28 Eylül 2018 Cuma

Kilidi Sette de Açabilmeli


                          

       3-0’lık Akhisar bozgunundan sonra iç sahada lig sonuncusuyla oynamak, Galatasaray için en uygun senaryo gibiydi. Filmi zor da olsa hafif mutlu sonla bitirdiler.
      
        Aslında maç, Galatasaray için bütün dertleri halı altına süpürecek bir kurguyla başlamanın eşiğindeydi ancak Maicon 40. saniyede direğe takıldı. Ligde 1-0’dan sonrasını en iyi oynayan takım için bütün bir maçı önde götürmek, ligin en zayıf takımına karşı tarihi bir farkı da getirebilirdi. Bu, madalyonun aydınlık yanı; işin bir de karanlık yanı var.
       
         Eren as forvet olduğundan beri Galatasaray rakibi set oyununda açamıyor. Bu sezon kazanılan Ankaragücü, Alanya, Kasımpaşa maçlarında da ilk golü duran toplardan bulmuştu ev sahibi. Ligde akan oyundaki tek ilk gol, Göztepe maçında Onyekuru’nun kontrasıydı. Bu durum tesadüf değil. Kenar oyuncuları içeri girip pozisyona giriyor, Ndiaye ve Emre geriden destek veriyor ama önde stoperleri gerçekten bozacak, pozisyonlarını yeterince kaybettirecek bir forvetin eksikliği çok net. Erzurum gibi kalite eksikliğinin bağırdığı bir takıma bile dengeyi bozamadılar, bu hiç iyi sinyal değil. Garry, Henry hatta Ndiaye boş alana ihtiyaç duyuyor, alan için de Galatasaray’a ilk gol lazım. Kornerler her zaman imdada yetişmeyebilir.
        
           Emre sakatlanıp çıkınca geçen yıl şampiyon olunan Donk - Fernando emniyet kemerine dönüldü, fiziksel seviye arttı, Badou daha öne gitti. Önünde Sinan yerine Feghouli’yi gören Mariano da futbola dönünce baskı daha uzun soluklu oldu. Donk - Fernando’da alışılan donukluk, Donk’un daha öne oynamasıyla belli oranda aşıldı. Tempo ve pas hızının artmasıyla birlikte oyun iyice Erzurum sahasına yıkılmışken de Maicon kornerde çok zor açıdan golü yaptı. İzlendiği kadar kolay bir gol olmadığı kesin.

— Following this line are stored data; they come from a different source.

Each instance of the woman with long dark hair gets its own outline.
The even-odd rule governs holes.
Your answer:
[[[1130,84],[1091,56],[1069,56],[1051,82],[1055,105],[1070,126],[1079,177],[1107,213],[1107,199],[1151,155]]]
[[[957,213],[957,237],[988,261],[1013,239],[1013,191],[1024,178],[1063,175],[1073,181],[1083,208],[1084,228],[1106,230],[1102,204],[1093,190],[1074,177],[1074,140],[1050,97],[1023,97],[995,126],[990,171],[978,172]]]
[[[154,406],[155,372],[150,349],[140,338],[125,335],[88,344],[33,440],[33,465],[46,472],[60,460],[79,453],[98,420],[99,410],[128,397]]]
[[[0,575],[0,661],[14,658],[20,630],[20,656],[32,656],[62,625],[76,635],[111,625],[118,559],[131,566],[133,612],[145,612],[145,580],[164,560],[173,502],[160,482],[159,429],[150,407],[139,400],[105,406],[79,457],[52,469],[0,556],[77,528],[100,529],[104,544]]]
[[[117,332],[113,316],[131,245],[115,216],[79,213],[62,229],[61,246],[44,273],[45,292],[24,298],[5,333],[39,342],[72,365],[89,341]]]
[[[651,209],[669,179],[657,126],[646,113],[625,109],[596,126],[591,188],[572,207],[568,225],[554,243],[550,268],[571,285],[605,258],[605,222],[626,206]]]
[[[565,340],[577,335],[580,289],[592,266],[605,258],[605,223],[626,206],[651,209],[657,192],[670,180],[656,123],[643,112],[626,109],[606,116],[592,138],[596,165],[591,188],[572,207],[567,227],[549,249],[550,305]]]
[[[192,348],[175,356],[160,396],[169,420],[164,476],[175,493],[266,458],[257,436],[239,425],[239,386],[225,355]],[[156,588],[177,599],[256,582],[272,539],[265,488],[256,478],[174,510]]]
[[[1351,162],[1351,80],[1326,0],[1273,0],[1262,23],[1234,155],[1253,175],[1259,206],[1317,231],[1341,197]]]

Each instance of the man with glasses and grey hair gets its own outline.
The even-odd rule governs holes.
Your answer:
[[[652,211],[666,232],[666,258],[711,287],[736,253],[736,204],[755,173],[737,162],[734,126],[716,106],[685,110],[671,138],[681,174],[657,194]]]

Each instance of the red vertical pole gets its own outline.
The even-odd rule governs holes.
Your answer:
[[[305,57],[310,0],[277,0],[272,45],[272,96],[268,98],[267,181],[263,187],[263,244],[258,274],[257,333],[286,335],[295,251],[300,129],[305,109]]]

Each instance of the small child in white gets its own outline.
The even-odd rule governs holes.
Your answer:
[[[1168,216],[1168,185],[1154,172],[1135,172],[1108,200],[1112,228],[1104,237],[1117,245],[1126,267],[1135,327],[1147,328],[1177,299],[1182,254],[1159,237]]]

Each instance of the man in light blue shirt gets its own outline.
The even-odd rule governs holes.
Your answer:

Sonrasında Erzurum’un net tehlike olmasa da ‘acaba mı’ dedirten girişimleri oldu, onları da Serdar Aziz bitirdi.
       
           Porto öncesi olabilecek en iyi fikstürün avantajı kullanıldı. Rotasyonda Ömer ve Feghouli sırıtmadı, ligde yine kullanılırlar. Yalnız Rodrigues’te değişik bir ruh hali var, post-Yasin Öztekin sendromuna girmiş gibi. Sonu benzemesin.


           Alper Ulusoy, 2 metre önünde Rodrigues'in çekilerek indirilmesine devam dedi, bunu VAR'da izlemeye de gerek duymadı. Önceden hakemlerin hata yapmışlardır denilen kararlarının aslında hata değil, ego veya kasıttan olduğunu kamuoyu artık anlamıştır sanırım. Dünya Kupası'nda %99 isabetle uygulanan VAR, Türk hakemlerinin egosu ve futbolu bilmemesi yüzünden figürandan öteye geçemiyor. Yapılan yatırımlara yazık.
      
           Çarşamba günü Ndiaye de yokken Donk - Fernando’nun oyunu dondurmasına ve Linnes, Nagatomo, Onyekuru ve aklı yerinde Rodrigues’in hızına ihtiyaç var. Savunmaya yardımı ihmal etmeyen Henry ve Linnes sağ kanadı, Porto’nun en güçlü yanı olan sol kenarına karşı ideal ikili gibi. Beraberlik makul, galibiyet şahane olur ama en önemlisi ‘deplasman fobisi’ denen illüzyonun etkisine kapılmamak. O zaman yenilgi bile olsa daha sağlıklı açıklanabilir.